MILESTONE: Doctors have transplanted a pig organ into a human for the first time in history
Surgeons at Massachusetts General Hospital made history last week when they successfully transplanted a pig kidney into a human patient for the first time ever.
The recipient was a 62-year-old man named Richard Slayman who had been living with end-stage kidney disease caused by diabetes. While Slayman had received a kidney transplant in 2018 from a human donor, his diabetes ultimately caused the kidney to fail less than five years after the transplant. Slayman had undergone dialysis ever since—a procedure that uses an artificial kidney to remove waste products from a person’s blood when the kidneys are unable to—but the dialysis frequently caused blood clots and other complications that landed him in the hospital multiple times.
As a last resort, Slayman’s kidney specialist suggested a transplant using a pig kidney provided by eGenesis, a pharmaceutical company based in Cambridge, Mass. The highly experimental surgery was made possible with the Food and Drug Administration’s “compassionate use” initiative, which allows patients with life-threatening medical conditions access to experimental treatments.
The new frontier of organ donation
Like Slayman, more than 100,000 people are currently on the national organ transplant waiting list, and roughly 17 people die every day waiting for an available organ. To make up for the shortage of human organs, scientists have been experimenting for the past several decades with using organs from animals such as pigs—a new field of medicine known as xenotransplantation. But putting an animal organ into a human body is much more complicated than it might appear, experts say.
“The human immune system reacts incredibly violently to a pig organ, much more so than a human organ,” said Dr. Joren Madsen, director of the Mass General Transplant Center. Even with immunosuppressant drugs that suppress the body’s ability to reject the transplant organ, Madsen said, a human body would reject an animal organ “within minutes.”
So scientists have had to use gene-editing technology to change the animal organs so that they would work inside a human body.
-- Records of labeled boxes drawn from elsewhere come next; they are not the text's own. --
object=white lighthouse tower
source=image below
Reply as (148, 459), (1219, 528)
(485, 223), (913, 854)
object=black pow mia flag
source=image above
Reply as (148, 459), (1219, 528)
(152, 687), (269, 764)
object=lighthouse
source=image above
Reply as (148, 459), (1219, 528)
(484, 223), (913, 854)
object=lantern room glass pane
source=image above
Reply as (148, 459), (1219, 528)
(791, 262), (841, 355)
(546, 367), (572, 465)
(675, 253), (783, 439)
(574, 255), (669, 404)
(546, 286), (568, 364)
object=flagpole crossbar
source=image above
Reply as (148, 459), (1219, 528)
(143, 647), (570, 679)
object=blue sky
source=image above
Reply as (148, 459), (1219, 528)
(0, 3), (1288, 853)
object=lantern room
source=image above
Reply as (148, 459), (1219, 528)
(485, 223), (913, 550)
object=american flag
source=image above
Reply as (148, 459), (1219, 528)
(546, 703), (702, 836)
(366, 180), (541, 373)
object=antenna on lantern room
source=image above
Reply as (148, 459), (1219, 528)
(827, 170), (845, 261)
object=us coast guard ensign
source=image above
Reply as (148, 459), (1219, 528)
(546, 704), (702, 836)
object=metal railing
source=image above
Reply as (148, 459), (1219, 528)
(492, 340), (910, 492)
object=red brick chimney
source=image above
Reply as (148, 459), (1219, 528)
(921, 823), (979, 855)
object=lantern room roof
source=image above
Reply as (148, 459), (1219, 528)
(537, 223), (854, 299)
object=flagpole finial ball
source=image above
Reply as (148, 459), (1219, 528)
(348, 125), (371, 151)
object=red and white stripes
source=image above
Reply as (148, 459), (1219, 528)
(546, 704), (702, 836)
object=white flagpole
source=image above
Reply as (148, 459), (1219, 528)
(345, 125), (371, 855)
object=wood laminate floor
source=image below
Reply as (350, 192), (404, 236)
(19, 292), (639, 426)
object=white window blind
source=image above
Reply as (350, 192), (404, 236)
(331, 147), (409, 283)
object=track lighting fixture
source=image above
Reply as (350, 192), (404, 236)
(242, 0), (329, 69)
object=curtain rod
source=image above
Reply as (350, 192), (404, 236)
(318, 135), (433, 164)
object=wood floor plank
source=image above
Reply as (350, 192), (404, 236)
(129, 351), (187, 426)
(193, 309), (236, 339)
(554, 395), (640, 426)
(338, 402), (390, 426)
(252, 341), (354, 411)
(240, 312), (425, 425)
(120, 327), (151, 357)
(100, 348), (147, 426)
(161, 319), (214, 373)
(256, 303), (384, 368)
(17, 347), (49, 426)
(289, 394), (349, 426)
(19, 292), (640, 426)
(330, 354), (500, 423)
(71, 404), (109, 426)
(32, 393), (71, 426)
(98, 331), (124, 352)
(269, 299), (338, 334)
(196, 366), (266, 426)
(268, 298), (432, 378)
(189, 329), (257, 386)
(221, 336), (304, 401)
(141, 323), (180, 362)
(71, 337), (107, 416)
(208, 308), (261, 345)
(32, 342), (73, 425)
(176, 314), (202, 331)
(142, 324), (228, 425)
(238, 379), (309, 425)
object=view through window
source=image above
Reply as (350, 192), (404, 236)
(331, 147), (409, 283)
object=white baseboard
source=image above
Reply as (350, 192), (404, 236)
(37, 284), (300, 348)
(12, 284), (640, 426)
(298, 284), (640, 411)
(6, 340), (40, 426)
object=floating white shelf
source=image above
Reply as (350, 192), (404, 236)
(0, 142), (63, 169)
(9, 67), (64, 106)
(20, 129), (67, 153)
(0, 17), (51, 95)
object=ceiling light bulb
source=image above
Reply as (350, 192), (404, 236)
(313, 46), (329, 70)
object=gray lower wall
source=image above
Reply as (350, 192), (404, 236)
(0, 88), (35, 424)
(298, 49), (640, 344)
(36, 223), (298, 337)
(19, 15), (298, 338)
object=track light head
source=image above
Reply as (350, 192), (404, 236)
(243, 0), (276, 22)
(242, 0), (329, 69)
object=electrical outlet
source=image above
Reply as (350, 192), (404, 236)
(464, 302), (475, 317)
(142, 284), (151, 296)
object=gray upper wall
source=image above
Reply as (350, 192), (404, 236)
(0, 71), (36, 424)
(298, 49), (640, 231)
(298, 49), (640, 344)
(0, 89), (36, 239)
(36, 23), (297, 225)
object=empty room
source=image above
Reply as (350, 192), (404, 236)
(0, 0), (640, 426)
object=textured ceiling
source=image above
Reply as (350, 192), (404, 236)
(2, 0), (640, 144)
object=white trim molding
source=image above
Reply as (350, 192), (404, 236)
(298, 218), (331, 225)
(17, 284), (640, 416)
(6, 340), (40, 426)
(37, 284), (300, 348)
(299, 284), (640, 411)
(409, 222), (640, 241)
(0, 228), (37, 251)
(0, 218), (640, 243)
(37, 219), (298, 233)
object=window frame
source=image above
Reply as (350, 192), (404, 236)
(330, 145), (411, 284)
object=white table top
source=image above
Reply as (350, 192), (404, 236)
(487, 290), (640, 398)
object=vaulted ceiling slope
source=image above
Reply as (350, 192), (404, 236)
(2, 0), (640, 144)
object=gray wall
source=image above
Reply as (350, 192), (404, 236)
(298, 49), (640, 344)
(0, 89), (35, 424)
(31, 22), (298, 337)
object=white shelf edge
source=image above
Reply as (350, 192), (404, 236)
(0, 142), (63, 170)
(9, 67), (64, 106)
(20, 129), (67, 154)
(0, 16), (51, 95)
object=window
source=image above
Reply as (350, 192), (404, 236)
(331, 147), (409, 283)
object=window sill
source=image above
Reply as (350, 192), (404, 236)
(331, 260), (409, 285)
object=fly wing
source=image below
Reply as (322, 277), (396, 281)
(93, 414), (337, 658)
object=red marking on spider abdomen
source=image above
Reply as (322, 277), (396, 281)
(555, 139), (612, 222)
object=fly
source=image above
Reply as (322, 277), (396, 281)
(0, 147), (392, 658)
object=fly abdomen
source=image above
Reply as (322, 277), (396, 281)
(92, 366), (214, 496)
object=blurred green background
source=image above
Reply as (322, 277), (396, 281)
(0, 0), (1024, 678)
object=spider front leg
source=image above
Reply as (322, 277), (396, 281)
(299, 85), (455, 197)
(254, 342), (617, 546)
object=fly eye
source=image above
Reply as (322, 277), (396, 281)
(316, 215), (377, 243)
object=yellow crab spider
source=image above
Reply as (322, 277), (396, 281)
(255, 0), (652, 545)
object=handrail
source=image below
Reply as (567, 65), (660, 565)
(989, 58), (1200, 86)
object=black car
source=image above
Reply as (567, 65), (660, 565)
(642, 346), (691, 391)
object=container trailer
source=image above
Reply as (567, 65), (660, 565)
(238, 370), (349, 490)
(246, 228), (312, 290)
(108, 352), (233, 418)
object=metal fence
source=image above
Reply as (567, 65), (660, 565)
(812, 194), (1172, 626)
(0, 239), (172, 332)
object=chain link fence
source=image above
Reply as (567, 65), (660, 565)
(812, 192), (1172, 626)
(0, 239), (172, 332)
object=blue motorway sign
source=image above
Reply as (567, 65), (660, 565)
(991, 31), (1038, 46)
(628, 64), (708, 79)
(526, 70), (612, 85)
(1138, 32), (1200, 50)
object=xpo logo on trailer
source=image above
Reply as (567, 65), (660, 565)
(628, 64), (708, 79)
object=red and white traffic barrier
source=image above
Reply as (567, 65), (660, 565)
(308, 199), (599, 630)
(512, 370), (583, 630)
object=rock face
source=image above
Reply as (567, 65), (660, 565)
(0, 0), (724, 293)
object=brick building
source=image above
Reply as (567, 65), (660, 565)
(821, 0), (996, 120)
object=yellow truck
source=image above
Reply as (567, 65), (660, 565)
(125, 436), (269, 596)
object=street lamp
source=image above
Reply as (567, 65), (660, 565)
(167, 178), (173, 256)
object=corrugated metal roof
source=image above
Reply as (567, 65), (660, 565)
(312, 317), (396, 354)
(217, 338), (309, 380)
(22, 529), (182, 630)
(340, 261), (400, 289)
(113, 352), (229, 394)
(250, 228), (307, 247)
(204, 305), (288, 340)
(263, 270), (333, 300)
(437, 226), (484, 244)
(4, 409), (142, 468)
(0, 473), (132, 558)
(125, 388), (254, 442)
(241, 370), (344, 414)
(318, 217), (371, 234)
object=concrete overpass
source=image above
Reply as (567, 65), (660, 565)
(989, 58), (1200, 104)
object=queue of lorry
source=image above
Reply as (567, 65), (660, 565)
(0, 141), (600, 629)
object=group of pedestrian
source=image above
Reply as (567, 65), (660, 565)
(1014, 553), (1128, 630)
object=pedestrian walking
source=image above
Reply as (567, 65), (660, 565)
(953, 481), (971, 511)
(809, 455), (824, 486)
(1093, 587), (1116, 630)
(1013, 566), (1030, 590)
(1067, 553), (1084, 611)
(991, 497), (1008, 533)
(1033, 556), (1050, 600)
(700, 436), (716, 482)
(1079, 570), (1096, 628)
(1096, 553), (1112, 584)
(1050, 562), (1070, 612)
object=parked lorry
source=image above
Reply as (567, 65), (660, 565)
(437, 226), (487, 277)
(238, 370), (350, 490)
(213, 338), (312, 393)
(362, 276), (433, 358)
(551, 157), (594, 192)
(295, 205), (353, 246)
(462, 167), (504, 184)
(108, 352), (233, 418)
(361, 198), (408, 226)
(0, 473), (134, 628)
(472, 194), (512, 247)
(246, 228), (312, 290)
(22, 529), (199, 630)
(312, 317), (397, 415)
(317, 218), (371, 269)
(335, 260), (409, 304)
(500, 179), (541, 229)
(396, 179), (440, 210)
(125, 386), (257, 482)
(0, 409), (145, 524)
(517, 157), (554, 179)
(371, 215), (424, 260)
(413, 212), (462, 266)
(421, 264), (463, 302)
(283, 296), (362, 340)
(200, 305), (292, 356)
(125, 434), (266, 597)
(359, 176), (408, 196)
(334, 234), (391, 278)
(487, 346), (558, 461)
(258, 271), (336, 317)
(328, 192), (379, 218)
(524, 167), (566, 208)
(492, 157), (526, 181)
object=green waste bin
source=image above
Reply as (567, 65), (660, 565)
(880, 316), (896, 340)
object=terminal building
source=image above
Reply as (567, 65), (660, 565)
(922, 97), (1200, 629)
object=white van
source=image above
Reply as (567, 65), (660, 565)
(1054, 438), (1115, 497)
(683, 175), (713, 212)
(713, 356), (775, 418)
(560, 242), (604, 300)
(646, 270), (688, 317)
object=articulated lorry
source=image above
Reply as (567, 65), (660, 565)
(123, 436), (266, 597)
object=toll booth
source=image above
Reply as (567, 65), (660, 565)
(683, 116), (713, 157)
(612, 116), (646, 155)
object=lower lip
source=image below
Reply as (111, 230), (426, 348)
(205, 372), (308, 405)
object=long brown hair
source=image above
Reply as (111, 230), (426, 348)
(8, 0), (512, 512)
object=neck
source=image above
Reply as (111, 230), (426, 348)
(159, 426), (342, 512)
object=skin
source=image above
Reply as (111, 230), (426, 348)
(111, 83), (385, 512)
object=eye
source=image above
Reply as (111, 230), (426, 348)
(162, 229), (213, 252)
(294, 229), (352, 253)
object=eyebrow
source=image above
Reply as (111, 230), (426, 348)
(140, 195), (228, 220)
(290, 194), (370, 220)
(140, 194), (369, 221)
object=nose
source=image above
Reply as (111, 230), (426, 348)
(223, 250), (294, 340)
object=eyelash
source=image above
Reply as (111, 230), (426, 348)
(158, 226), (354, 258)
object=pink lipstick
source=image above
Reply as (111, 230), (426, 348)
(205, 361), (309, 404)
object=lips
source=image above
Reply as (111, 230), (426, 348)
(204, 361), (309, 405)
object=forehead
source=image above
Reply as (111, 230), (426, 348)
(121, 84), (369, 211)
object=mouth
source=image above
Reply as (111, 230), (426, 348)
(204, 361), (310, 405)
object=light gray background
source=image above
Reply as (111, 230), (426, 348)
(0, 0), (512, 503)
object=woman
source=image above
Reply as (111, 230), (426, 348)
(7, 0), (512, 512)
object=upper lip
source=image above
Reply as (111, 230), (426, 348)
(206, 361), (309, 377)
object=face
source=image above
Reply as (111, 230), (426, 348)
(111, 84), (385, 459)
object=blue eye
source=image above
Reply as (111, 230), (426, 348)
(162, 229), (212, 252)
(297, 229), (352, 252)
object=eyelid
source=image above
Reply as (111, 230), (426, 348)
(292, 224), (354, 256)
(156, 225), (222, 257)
The pig kidney in Slayman’s surgery, for instance, had been genetically altered using CRISPR-Cas9 technology to remove harmful pig genes and add human ones. The kidney was also edited to remove pig viruses that could potentially infect a human after transplant.
With CRISPR technology, scientists have been able to prove that interspecies organ transplants are not only possible, but may be able to successfully work long term, too. In the past several years, scientists were able to transplant a pig kidney into a monkey and have the monkey survive for more than two years. More recently, doctors have transplanted pig hearts into human beings—though each recipient of a pig heart only managed to live a couple of months after the transplant. In one of the patients, researchers noted evidence of a pig virus in the man’s heart that had not been identified before the surgery and could be a possible explanation for his heart failure.
So far, so good
Slayman and his medical team ultimately decided to pursue the surgery—and the risk paid off. When the pig organ started producing urine at the end of the four-hour surgery, the entire operating room erupted in applause.
Slayman is currently receiving an infusion of immunosuppressant drugs to prevent the kidney from being rejected, while his doctors monitor the kidney’s function with frequent ultrasounds. Slayman is reported to be “recovering well” at Massachusetts General Hospital and is expected to be discharged within the next several days.